Fiennes is Clavius, a Roman tribune who reports directly to Pontius Pilate (Peter Firth). As we meet Clavius, he's enthusiastically quelling a violent Israelite rebellion. But even before he gets a chance to clean up afterwards, he's called to Pilate's side for a special assignment: Clavius is to see to it that the in-progress crucifixion of an upstart Nazarene (it's quite interesting that they use the historically-accurate pronunciation "Yeshua" against the preferred "Jesus" here, but that doesn't change the fact that everybody's speaking English throughout the rest of the film!) goes without unwanted complications, the better to keep the uneasy peace between the Romans and the Sanhedrin (Stephen Greif as Caiaphas). Most importantly of all, since Jewish religious law prohibits cremation, they need a body to show to the population at large, lest the disciples of Yeshua (Cliff Curtis) pull off their rumored plot to announce that their Messiah has risen from the dead right on schedule.

As RISEN is told from the point of view of Clavius, exactly what happened at the tomb is kept from our eyes, but the tribune finds himself saddled with an impossible task and a looming deadline. Nevertheless, he takes on the manhunt with intense dedication, tracking down not only the disciples ("There are twelve... well, eleven now...") but such potential witness/conspirators as Mary Magdalene (Maria Botto). Clavius is just doing his job and isn't necessarily out to hurt anybody in the process--he's just as interested in how the conflicting evidence he's faced with could play out as anybody (he even secretly offers a prayer to the Hebrew God in hopes of a sign, though his promise to 'destroy temples and hold games in your honor' shows where he's at on his journey).
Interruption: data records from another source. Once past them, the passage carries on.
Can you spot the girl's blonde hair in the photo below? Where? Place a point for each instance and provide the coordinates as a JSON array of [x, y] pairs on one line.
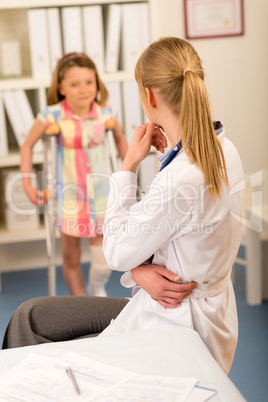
[[64, 64], [173, 67]]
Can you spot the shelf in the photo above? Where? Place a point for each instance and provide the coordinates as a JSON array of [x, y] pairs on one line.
[[18, 236], [23, 235], [33, 83], [55, 3], [13, 159]]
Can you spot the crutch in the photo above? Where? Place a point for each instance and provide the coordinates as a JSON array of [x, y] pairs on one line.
[[50, 207], [110, 145]]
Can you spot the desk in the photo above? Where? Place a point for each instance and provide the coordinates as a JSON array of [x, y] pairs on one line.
[[254, 275], [169, 350]]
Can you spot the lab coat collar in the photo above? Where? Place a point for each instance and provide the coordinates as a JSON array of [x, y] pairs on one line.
[[167, 157]]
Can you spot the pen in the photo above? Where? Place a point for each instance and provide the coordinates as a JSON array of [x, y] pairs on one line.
[[70, 373]]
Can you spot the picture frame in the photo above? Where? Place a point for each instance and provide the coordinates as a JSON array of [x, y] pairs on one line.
[[213, 18]]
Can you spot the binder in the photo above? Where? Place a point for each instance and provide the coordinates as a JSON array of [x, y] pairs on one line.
[[93, 34], [115, 99], [3, 130], [132, 108], [26, 113], [144, 28], [130, 36], [38, 37], [20, 115], [72, 29], [135, 33], [54, 36], [112, 37], [147, 171]]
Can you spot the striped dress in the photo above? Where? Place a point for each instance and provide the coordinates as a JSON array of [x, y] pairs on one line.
[[83, 168]]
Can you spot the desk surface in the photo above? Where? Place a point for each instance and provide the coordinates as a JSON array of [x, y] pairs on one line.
[[171, 351]]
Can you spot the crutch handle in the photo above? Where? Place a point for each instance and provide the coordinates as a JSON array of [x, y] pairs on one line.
[[109, 124], [53, 129]]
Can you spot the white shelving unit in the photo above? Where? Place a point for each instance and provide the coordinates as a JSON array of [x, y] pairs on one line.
[[27, 249]]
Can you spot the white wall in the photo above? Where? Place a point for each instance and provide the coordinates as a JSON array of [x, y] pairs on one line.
[[236, 71]]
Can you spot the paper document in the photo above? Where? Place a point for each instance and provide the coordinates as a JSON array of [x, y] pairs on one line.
[[38, 378]]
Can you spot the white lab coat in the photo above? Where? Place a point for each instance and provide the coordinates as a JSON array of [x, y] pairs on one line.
[[192, 235]]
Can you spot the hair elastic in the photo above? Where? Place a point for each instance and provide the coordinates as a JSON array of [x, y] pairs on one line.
[[185, 71]]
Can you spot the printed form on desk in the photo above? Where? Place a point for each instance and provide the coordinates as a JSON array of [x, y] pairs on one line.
[[39, 378]]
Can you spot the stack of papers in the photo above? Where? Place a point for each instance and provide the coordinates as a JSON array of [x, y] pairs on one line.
[[41, 378]]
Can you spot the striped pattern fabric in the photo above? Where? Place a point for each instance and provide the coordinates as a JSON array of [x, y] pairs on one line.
[[83, 168]]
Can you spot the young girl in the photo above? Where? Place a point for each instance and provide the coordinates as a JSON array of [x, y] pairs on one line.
[[185, 222], [78, 111]]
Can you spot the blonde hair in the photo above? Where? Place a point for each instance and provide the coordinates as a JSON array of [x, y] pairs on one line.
[[173, 67], [64, 64]]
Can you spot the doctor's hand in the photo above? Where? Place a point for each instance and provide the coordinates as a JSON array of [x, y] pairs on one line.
[[144, 137], [158, 282]]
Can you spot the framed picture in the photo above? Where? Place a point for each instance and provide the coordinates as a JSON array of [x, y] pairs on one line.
[[213, 18]]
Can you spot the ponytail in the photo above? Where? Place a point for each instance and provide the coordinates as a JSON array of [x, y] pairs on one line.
[[173, 67], [198, 137]]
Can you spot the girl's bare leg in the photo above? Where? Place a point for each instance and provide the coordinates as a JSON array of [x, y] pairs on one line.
[[99, 272], [71, 265]]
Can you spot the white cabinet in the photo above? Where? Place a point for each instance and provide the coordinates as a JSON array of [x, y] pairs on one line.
[[27, 248]]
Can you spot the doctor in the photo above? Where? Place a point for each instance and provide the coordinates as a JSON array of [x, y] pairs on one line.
[[185, 220], [186, 226]]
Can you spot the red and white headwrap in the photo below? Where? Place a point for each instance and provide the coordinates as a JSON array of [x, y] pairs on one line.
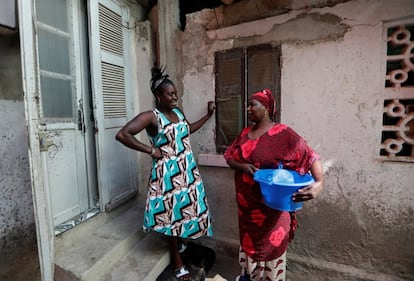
[[266, 98]]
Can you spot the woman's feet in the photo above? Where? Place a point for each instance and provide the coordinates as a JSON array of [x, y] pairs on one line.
[[182, 274]]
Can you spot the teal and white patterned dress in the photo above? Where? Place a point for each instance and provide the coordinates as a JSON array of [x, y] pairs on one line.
[[176, 202]]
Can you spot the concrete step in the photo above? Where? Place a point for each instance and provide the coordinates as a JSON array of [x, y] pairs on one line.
[[111, 249], [144, 262]]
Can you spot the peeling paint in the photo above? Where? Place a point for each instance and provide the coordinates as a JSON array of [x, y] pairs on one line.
[[305, 28]]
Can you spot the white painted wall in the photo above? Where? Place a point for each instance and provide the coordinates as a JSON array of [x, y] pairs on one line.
[[332, 79]]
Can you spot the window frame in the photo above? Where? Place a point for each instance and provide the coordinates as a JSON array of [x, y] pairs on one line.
[[246, 87]]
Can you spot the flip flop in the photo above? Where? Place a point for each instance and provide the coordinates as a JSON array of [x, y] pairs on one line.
[[182, 272]]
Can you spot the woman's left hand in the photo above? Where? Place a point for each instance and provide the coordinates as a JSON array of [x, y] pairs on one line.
[[211, 106], [308, 193]]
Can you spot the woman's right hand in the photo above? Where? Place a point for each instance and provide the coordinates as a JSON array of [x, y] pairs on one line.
[[249, 169]]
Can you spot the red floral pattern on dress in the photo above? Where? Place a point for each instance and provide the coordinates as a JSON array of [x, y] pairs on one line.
[[258, 217], [248, 244], [241, 201], [276, 129], [248, 147], [265, 233], [276, 238]]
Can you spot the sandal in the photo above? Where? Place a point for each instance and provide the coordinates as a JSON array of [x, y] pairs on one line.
[[182, 274], [244, 277]]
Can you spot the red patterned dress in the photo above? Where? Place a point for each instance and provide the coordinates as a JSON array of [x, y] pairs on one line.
[[265, 232]]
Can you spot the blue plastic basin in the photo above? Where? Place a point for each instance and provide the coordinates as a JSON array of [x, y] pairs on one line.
[[278, 195]]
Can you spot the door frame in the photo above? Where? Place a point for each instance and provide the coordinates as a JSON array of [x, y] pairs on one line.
[[30, 78]]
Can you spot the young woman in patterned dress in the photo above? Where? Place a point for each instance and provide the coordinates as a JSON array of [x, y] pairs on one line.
[[265, 232], [176, 204]]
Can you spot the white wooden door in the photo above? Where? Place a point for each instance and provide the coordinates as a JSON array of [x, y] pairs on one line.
[[113, 102], [62, 130]]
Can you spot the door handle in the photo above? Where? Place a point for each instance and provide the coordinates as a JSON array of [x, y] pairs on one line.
[[80, 120], [44, 142]]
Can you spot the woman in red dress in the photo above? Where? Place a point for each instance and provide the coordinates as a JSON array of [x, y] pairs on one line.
[[265, 232]]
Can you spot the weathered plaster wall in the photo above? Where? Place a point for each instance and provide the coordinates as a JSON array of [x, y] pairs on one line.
[[17, 228], [332, 77]]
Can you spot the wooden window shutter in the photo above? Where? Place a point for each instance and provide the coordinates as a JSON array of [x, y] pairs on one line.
[[229, 73]]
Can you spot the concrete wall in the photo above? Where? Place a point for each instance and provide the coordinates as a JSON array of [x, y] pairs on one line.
[[17, 224], [332, 78]]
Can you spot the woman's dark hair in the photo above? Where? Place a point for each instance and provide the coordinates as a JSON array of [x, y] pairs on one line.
[[158, 79]]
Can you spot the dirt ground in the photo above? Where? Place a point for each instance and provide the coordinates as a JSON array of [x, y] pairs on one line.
[[23, 268]]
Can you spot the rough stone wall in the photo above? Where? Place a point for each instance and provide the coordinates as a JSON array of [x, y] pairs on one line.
[[332, 77], [17, 223]]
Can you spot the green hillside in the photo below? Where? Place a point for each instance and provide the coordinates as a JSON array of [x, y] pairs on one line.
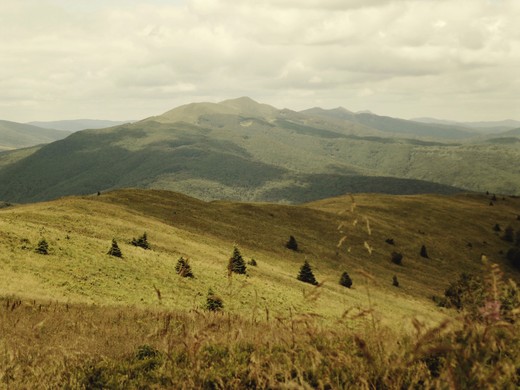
[[243, 150], [80, 318], [79, 231], [17, 135]]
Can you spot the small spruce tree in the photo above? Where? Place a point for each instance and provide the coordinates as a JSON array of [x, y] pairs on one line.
[[43, 247], [236, 263], [213, 302], [423, 252], [183, 268], [141, 242], [509, 234], [114, 249], [397, 258], [306, 274], [292, 244], [345, 280]]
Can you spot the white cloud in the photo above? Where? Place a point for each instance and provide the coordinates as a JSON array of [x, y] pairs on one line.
[[126, 59]]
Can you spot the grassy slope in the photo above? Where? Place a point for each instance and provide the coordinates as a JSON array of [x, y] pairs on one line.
[[17, 135], [79, 231]]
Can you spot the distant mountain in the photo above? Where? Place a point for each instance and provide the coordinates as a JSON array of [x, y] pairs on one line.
[[15, 135], [241, 149], [482, 127], [397, 126], [78, 124]]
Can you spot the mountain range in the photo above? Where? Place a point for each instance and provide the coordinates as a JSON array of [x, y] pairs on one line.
[[244, 150]]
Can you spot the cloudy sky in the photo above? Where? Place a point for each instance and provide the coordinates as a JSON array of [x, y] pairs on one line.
[[130, 59]]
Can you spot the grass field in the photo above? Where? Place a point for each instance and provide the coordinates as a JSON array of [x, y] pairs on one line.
[[85, 313]]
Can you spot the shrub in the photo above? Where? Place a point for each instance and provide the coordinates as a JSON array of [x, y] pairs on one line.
[[467, 292], [345, 280], [306, 275], [183, 268], [213, 302], [236, 263], [509, 234], [114, 249], [423, 252], [141, 242], [397, 258], [43, 247], [513, 256], [292, 244]]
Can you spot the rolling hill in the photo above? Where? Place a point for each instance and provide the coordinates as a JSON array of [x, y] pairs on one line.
[[80, 318], [15, 135], [243, 150], [73, 125], [79, 230]]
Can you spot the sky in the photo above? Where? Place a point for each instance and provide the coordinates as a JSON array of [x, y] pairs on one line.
[[131, 59]]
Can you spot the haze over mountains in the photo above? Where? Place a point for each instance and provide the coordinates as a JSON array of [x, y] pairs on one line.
[[15, 135], [244, 150]]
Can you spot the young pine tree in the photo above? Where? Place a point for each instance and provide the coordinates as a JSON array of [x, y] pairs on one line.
[[306, 274], [292, 244], [141, 242], [213, 302], [423, 252], [114, 249], [43, 247], [236, 263], [183, 268], [345, 280]]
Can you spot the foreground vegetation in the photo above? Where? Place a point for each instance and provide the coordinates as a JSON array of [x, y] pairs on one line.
[[152, 289], [92, 347]]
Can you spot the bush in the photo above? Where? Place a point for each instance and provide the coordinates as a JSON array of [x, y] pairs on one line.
[[213, 302], [114, 249], [141, 242], [397, 258], [513, 256], [183, 268], [423, 252], [306, 275], [467, 292], [345, 280], [43, 247], [292, 244], [509, 234], [236, 263]]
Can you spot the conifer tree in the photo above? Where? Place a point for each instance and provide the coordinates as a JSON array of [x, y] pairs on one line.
[[213, 302], [183, 268], [306, 274], [141, 242], [292, 244], [43, 247], [236, 262], [345, 280], [114, 249], [509, 234], [423, 252]]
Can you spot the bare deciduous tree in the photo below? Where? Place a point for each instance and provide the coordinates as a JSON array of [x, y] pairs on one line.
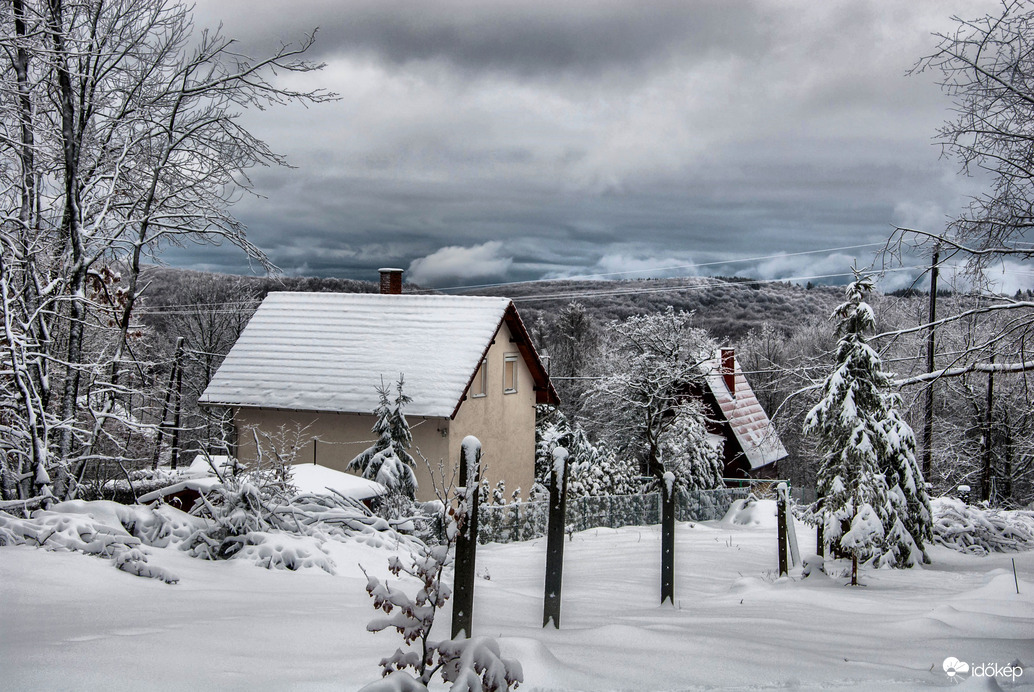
[[125, 133]]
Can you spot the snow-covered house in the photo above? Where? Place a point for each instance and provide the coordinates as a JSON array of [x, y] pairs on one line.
[[752, 446], [315, 361]]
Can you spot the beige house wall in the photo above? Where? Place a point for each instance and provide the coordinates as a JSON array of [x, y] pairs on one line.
[[504, 423]]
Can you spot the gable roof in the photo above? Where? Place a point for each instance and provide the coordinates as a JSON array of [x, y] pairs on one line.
[[331, 351], [743, 414]]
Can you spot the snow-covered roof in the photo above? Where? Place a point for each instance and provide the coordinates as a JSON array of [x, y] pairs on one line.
[[331, 351], [748, 420], [321, 480]]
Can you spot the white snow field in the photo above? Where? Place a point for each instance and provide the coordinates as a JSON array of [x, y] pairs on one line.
[[72, 622]]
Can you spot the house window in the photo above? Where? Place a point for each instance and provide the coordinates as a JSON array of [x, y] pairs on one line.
[[510, 373], [480, 385]]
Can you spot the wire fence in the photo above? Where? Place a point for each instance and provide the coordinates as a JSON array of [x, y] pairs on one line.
[[521, 521]]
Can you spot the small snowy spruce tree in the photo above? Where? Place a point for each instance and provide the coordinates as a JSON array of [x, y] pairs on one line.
[[594, 470], [389, 461], [468, 664], [849, 422], [686, 450]]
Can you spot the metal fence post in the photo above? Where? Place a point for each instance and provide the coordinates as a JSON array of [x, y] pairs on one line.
[[466, 542], [554, 539]]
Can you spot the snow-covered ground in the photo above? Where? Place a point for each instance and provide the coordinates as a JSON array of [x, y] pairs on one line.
[[72, 622]]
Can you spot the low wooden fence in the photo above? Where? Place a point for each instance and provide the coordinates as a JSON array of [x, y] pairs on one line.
[[521, 521]]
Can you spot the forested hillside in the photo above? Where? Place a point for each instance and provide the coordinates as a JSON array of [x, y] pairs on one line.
[[726, 307]]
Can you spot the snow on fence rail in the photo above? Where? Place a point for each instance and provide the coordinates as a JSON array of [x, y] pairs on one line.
[[521, 521]]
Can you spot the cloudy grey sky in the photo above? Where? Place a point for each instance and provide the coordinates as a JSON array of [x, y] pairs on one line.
[[488, 141]]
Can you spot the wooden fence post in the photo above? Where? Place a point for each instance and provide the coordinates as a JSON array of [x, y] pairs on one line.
[[554, 538], [466, 541]]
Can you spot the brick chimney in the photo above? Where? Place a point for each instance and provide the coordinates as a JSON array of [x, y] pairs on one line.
[[391, 280], [729, 369]]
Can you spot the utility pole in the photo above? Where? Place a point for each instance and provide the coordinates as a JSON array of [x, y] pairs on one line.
[[928, 426], [989, 429]]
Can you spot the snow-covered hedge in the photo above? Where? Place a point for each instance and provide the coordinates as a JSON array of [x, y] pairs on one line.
[[978, 530]]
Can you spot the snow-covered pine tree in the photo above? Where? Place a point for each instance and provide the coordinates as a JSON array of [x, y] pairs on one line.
[[389, 461], [849, 424], [595, 470], [907, 491]]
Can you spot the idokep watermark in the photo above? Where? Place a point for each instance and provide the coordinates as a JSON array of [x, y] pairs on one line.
[[960, 670]]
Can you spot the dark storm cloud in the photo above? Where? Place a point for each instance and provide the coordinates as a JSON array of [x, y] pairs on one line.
[[505, 141], [526, 37]]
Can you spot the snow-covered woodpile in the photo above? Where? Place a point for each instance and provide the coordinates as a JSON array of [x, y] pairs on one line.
[[979, 530]]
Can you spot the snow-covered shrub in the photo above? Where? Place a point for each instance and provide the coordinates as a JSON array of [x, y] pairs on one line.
[[236, 522], [978, 530], [102, 529]]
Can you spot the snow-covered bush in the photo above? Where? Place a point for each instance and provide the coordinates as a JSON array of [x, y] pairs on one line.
[[236, 523], [103, 529], [978, 530], [594, 469]]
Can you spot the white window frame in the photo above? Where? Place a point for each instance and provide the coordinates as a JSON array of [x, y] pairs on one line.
[[510, 362], [481, 381]]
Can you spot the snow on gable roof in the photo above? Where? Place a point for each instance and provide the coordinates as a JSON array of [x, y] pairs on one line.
[[747, 419], [331, 351]]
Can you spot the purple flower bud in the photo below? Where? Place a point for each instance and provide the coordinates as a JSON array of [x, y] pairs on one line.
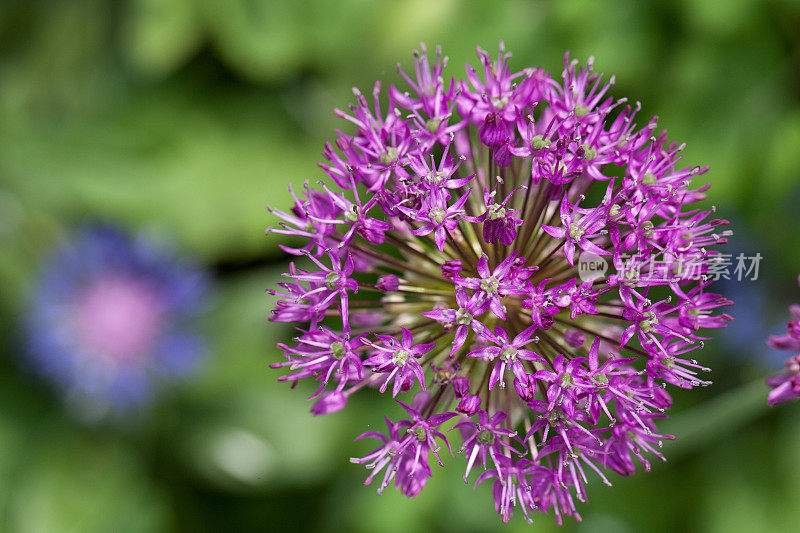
[[493, 130], [461, 386], [329, 402], [451, 268], [574, 338], [388, 283], [469, 404], [502, 155]]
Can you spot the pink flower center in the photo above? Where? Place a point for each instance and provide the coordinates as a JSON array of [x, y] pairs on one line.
[[118, 319]]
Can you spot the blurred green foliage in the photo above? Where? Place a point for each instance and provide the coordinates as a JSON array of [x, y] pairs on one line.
[[187, 116]]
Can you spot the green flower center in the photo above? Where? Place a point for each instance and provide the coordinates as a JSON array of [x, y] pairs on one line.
[[400, 357], [337, 350]]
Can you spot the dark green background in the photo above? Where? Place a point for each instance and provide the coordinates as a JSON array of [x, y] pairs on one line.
[[186, 116]]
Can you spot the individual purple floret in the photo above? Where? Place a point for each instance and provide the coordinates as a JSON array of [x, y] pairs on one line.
[[786, 386], [465, 213], [113, 318]]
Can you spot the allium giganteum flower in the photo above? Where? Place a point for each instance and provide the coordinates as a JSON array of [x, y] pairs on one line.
[[441, 268], [786, 386], [113, 318]]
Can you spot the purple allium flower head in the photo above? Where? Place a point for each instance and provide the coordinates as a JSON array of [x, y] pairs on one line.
[[786, 386], [461, 212], [113, 317]]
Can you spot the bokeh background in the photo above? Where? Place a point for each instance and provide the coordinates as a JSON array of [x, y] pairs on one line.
[[184, 117]]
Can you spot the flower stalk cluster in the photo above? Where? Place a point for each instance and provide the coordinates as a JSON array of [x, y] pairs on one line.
[[444, 253]]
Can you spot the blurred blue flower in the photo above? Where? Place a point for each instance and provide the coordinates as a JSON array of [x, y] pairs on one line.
[[113, 317]]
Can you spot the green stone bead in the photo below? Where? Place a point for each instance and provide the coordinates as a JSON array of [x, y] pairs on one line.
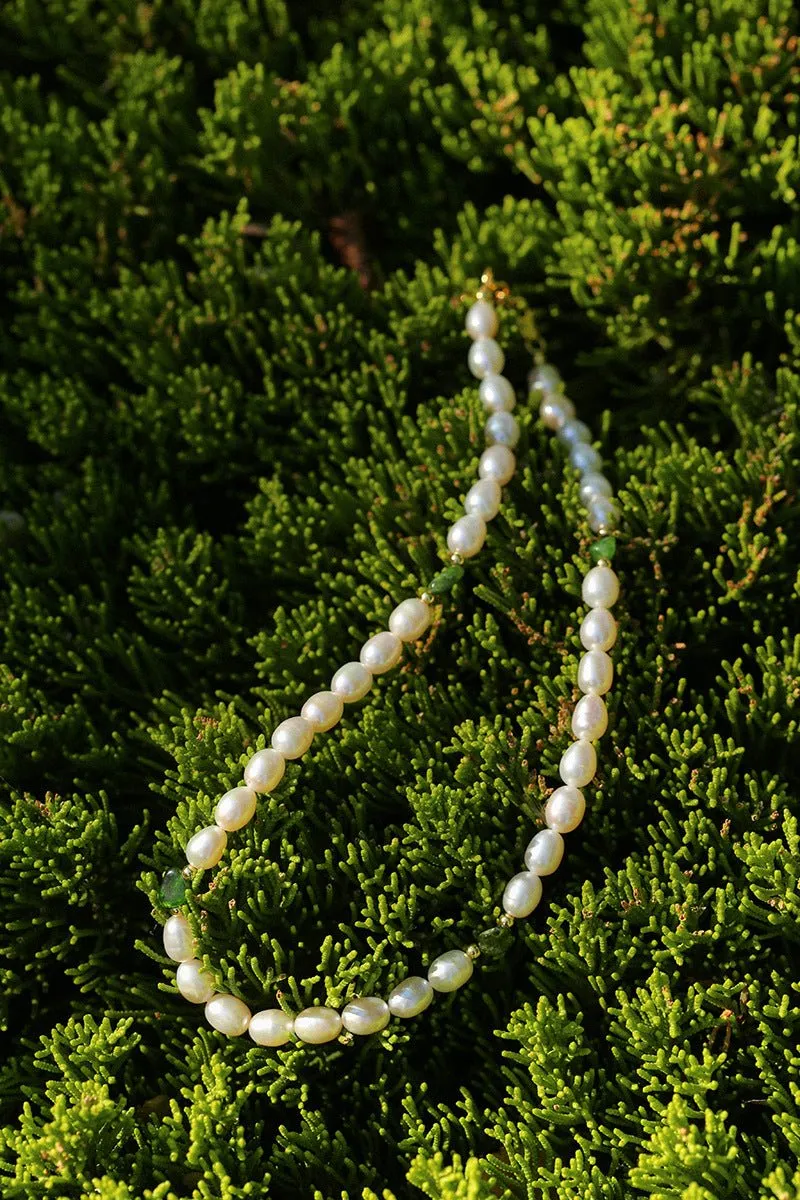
[[173, 888], [603, 549]]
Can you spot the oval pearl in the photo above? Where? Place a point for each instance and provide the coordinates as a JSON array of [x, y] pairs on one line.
[[522, 894], [235, 808], [497, 394], [467, 535], [497, 462], [206, 847], [590, 718], [483, 499], [578, 765], [600, 588], [270, 1027], [366, 1014], [599, 630], [179, 942], [545, 852], [265, 771], [503, 429], [227, 1014], [564, 810], [410, 619], [481, 319], [595, 672], [410, 997], [318, 1025], [382, 652], [352, 682], [485, 358], [323, 711], [450, 971], [193, 983], [293, 737]]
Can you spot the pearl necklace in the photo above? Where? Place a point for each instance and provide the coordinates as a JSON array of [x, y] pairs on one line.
[[292, 738]]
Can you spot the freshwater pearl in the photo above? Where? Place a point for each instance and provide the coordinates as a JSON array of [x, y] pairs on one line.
[[545, 852], [323, 711], [481, 319], [600, 588], [265, 771], [578, 765], [599, 630], [179, 942], [193, 983], [352, 682], [318, 1025], [206, 847], [450, 971], [410, 997], [467, 535], [366, 1014], [382, 652], [503, 427], [227, 1014], [485, 358], [483, 499], [293, 737], [497, 462], [564, 810], [235, 808], [595, 672], [270, 1027], [497, 394], [590, 718], [522, 894], [410, 619]]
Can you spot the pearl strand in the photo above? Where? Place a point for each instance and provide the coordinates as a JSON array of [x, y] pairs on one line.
[[382, 652]]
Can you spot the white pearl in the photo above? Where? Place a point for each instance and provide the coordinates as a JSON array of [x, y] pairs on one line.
[[483, 499], [595, 672], [599, 630], [265, 771], [235, 808], [193, 983], [481, 319], [323, 711], [227, 1014], [497, 462], [590, 718], [450, 971], [352, 682], [497, 394], [545, 852], [410, 997], [206, 847], [179, 942], [293, 737], [382, 652], [503, 429], [522, 894], [270, 1027], [578, 765], [366, 1014], [564, 810], [600, 588], [555, 412], [485, 358], [318, 1024], [467, 535], [410, 619]]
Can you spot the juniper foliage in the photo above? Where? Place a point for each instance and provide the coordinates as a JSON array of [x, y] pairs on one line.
[[235, 421]]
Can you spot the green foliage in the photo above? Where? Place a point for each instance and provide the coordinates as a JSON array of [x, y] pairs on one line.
[[235, 421]]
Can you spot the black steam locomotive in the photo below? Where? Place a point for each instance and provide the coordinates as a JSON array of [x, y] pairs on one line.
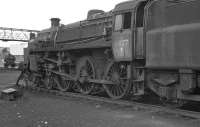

Clavius finally sees what he can't deny, even if he can't understand it; and he decides to trail the disciples (led by a boisterous Stewart Scudamore as Peter) to Galilee in order to witness one last miracle--making himself a wanted man in the process.

As I suggested above, RISEN (written and directed by Kevin Reynolds, best known for overblown Kevin Costner epics) is a welcome return to the classic Biblical films that sought to provide robust entertainment along with an affirmation of faith not delivered in the form of a sermon. The clinical attention to the gruesome details of crucifixion and bodily disposal may be off-putting to the unprepared viewer, but it fits with the overall attention to historical and cultural accuracy, the avoidance of a simple good guy/bad guy mentality (Pilate wonders aloud if the gods to whom he prays are listening; the rebels sneer that their Messiah has rejected the Romans and is about to destroy them; and Yeshua simply states "There are no enemies here"), and even the well-timed inclusion of humor. RISEN stands as a well-played and satisfying faith-based offering.